CHI DEVE PAGARE I DEBITI AZIENDALI E COSA SUCCEDE AI DIPENDENTI?
DEBITI AZIENDALI:
- Responsabilità del Cedente (Alienante): L’alienante non è liberato dai debiti inerenti all’esercizio dell’azienda ceduta, a meno che i creditori non vi abbiano espressamente acconsentito
- Responsabilità del Cessionario (Acquirente): L’acquirente risponde in solido con l’alienante per i medesimi debiti, ma solo a una duplice condizione: che si tratti di un’azienda commerciale e che i debiti “risultino dai libri contabili obbligatori” L’onere di provare l’iscrizione del debito nelle scritture contabili grava sul creditore che intende agire nei confronti del cessionario
- Cessione Fraudolenta: In caso di “cessione fraudolenta” di azienda, il cessionario non può beneficiare della limitazione di responsabilità prevista dall’art. 2560, comma 2, c.c. e risponde solidalmente per i debiti contratti dal cedente. Ugualmente, quando la cessione è utilizzata come strumento per spogliare la società debitrice di ogni attivo, ostacolando o precludendo, del tutto, il recupero del credito, il principio di responsabilità solidale tra cessionario e cedente può prevalere anche in assenza di iscrizione del debito nei libri contabili
- Debiti Tributari: Per i debiti di natura fiscale è prevista una responsabilità solidale del cessionario, che si estende alle violazioni commesse nell’anno della cessione e nei due precedenti, nonché a quelle commesse in periodi anteriori se contestate nello stesso anno della cessione .Non è subordinata all’iscrizione del debito nelle scritture contabili.
- LAVORATORI DIPENDENTI:
- I principi fondamentali sono i seguenti:
- Il rapporto di lavoro prosegue automaticamente con il cessionario (o affittuario) e il lavoratore “conserva tutti i diritti che ne derivano”;
- cedente e il cessionario sono obbligati in solido per tutti i crediti che il lavoratore vantava al momento del trasferimento (es. retribuzioni, TFR maturato, ecc…)

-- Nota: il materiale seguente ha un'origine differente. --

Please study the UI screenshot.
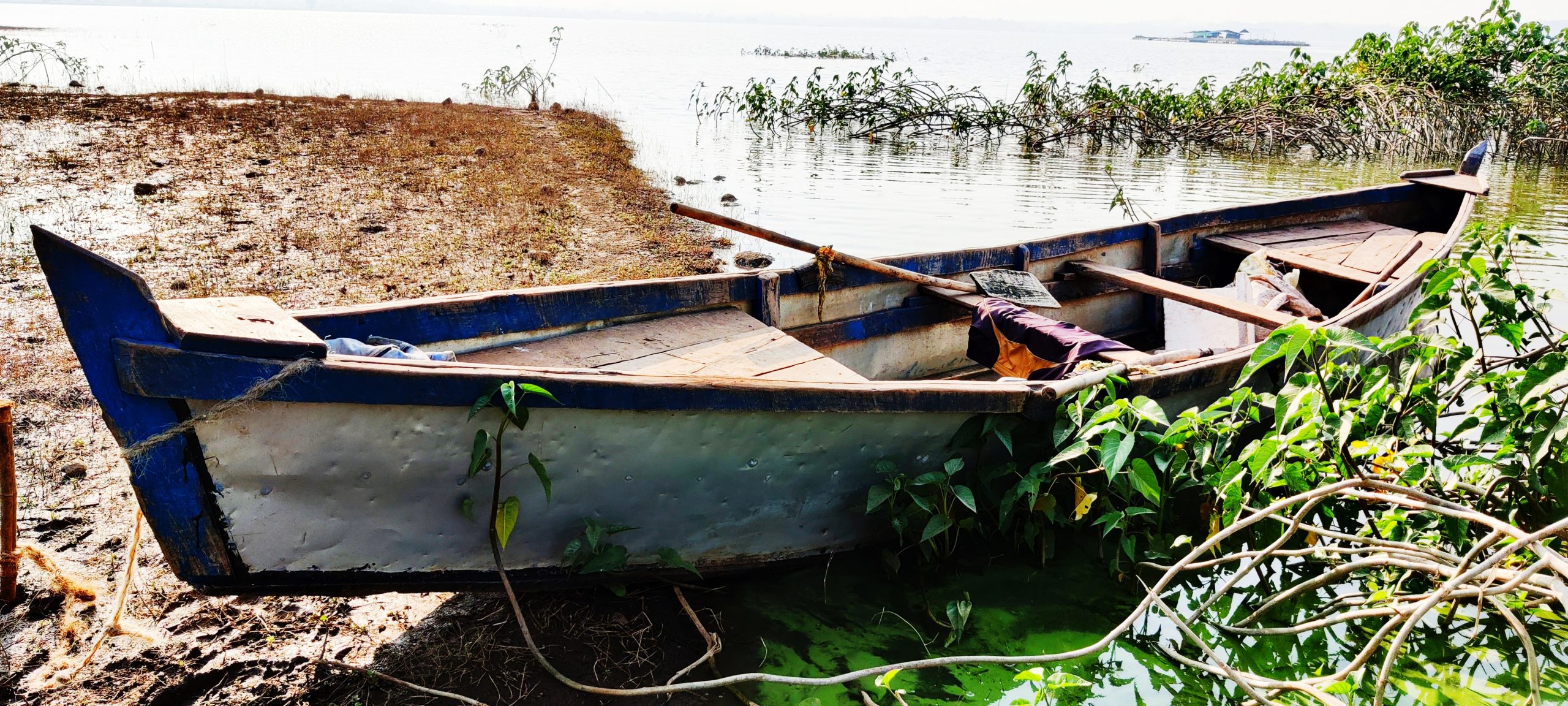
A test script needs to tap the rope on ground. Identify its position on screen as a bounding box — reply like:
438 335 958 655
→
121 358 322 461
64 508 154 681
311 658 489 706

- Il trasferimento d’azienda “non costituisce di per sé motivo di licenziamento” , quindi ilcessionario può licenziare il lavoratore per le ragioni consentite dalla legge (giusta causa, giustificato motivo soggettivo o oggettivo), ma non per il solo fatto del trasferimento.
- Il cessionario è tenuto ad applicare i contratti collettivi vigenti alla data del trasferimento, fino alla loro scadenza, salvo che siano sostituiti da altri contratti collettivi applicabili alla sua impresa.
- Se le condizioni di lavoro del dipendente subiscono una “sostanziale modifica” nei tre mesi successivi al trasferimento, il lavoratore può rassegnare le proprie dimissioni con gli effetti della giusta causa e tali dimissioni gli danno diritto all’indennità di disoccupazione (NASpI).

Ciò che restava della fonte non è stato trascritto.